The main thing that makes The Great Silence stand out, however, is the fact that it is so fucking relentlessly bleak. I'll just go ahead and tell you: the bad guys win. And they don't just win in the sense that they 'get away with it' - they win due to the fact that the hero and the hero's girlfriend and all of the religious people who opposed them are shot dead. And the bad guys even get to make money off of their corpses.

Cinema is full of downer-ending films, and even the spaghetti Western, despite its reliance on strong, singular heroes, abounds with examples where the protagonist dies at the end. (Not quite on the same level as the samurai pictures, but still.) But The Great Silence seems to wallow in its own sense of misery. Everyone is corrupt, or nearly so; the few virtuous characters die pointless deaths the same as everyone else.

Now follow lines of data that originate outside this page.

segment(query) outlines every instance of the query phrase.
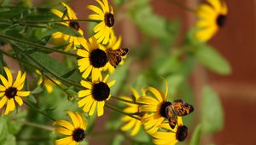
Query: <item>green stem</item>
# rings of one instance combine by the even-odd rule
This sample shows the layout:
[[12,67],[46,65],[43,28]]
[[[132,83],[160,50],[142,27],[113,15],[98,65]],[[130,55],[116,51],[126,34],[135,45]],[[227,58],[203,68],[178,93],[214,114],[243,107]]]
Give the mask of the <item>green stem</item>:
[[192,13],[195,12],[195,9],[188,7],[188,6],[183,4],[182,3],[180,3],[180,2],[178,2],[177,0],[168,0],[168,1],[171,2],[171,3],[172,3],[173,4],[177,5],[177,7],[183,9],[185,9],[185,10],[192,12]]
[[26,101],[23,101],[23,102],[24,102],[24,103],[25,103],[26,105],[27,105],[27,106],[30,107],[31,108],[34,109],[36,112],[41,113],[42,115],[45,116],[46,118],[51,119],[52,121],[55,121],[55,120],[56,120],[56,119],[53,119],[52,117],[48,116],[48,115],[47,115],[46,113],[44,113],[43,111],[39,110],[38,107],[36,107],[31,105],[30,103],[26,102]]
[[19,39],[19,38],[13,38],[13,37],[10,37],[10,36],[6,36],[6,35],[0,34],[0,38],[3,38],[3,39],[5,39],[5,40],[9,40],[9,41],[12,40],[12,41],[22,43],[22,44],[27,44],[27,45],[30,45],[30,46],[34,46],[36,48],[42,49],[44,49],[44,50],[51,50],[51,51],[55,51],[55,52],[58,52],[58,53],[63,54],[63,55],[68,55],[75,56],[75,57],[79,56],[76,54],[72,54],[72,53],[61,51],[61,50],[59,50],[59,49],[52,49],[52,48],[48,48],[48,47],[45,47],[45,46],[43,46],[43,45],[39,45],[39,44],[34,44],[32,42],[29,42],[29,41]]
[[105,107],[108,107],[108,108],[109,108],[109,109],[111,109],[111,110],[113,110],[113,111],[115,111],[115,112],[117,112],[117,113],[122,113],[122,114],[130,116],[130,117],[131,117],[131,118],[133,118],[133,119],[137,119],[137,120],[141,120],[141,119],[139,119],[139,118],[137,118],[137,117],[136,117],[136,116],[133,116],[133,115],[131,115],[131,113],[124,113],[122,110],[119,110],[119,109],[114,107],[112,107],[112,106],[109,105],[109,104],[107,104],[107,103],[106,103],[106,104],[105,104]]
[[131,104],[147,105],[147,104],[144,104],[144,103],[136,102],[132,102],[132,101],[129,101],[129,100],[125,100],[125,99],[122,99],[122,98],[119,98],[119,97],[115,97],[115,96],[111,96],[111,98],[113,98],[114,100],[121,101],[121,102],[128,102],[128,103],[131,103]]
[[23,124],[26,125],[28,125],[28,126],[37,127],[37,128],[43,129],[45,130],[49,130],[49,131],[54,130],[53,127],[49,127],[49,126],[46,126],[46,125],[39,125],[39,124],[36,124],[36,123],[32,123],[32,122],[24,121]]
[[102,20],[96,20],[90,19],[72,19],[72,20],[42,20],[42,21],[32,21],[32,20],[0,20],[1,22],[9,22],[9,23],[20,23],[22,25],[26,24],[49,24],[49,23],[59,23],[59,22],[67,22],[67,21],[86,21],[86,22],[100,22]]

Sure, Silence gets his revenge on the men who had killed his parents; but he himself is gunned down by the scummy outlaws who are cleary his moral inferiors. Inferior, hell: the main antagonist, played brilliantly by Klaus Kinski, is a thoroughly slimy, rotten human being. But he's the one who rides away at the end of the film as a winner. The steadfast Mormons who suffered and fought bravely? Slaughtered like animals. Even Silence's girlfriend is gunned down, as is the newlay appointed county sheriff, who at first appears comical but soon proves his mettle. All dead.

All of this is not to say that The Great Silence is a completely morose film. Far from it! It's a beautiful film, and while the ending may not be morally uplifting, the viewer leaves knowing that he has watched a truly great piece of work. Corbucci made several Westerns, the most prominent of which was the afore-mentioned Django; but Silence is clearly his masterpiece. Or whatever passes for a masterpiece in such a bastard genre.

For that's what the Italian Western represents: a bastard genre, loved by only a few. Even 'spaghetti Western' is a pejorative term. And that's why these geeks who enjoy this sort of thing stand alone: because they realize what charms these films carry, and love them for it. And though the rest of the cinematic world may scoff, they know the truth: though these films are neither high art nor common vulgarity, they exist - like mankind standing between the angels above and the animals below - in some imperfect but exalted state between.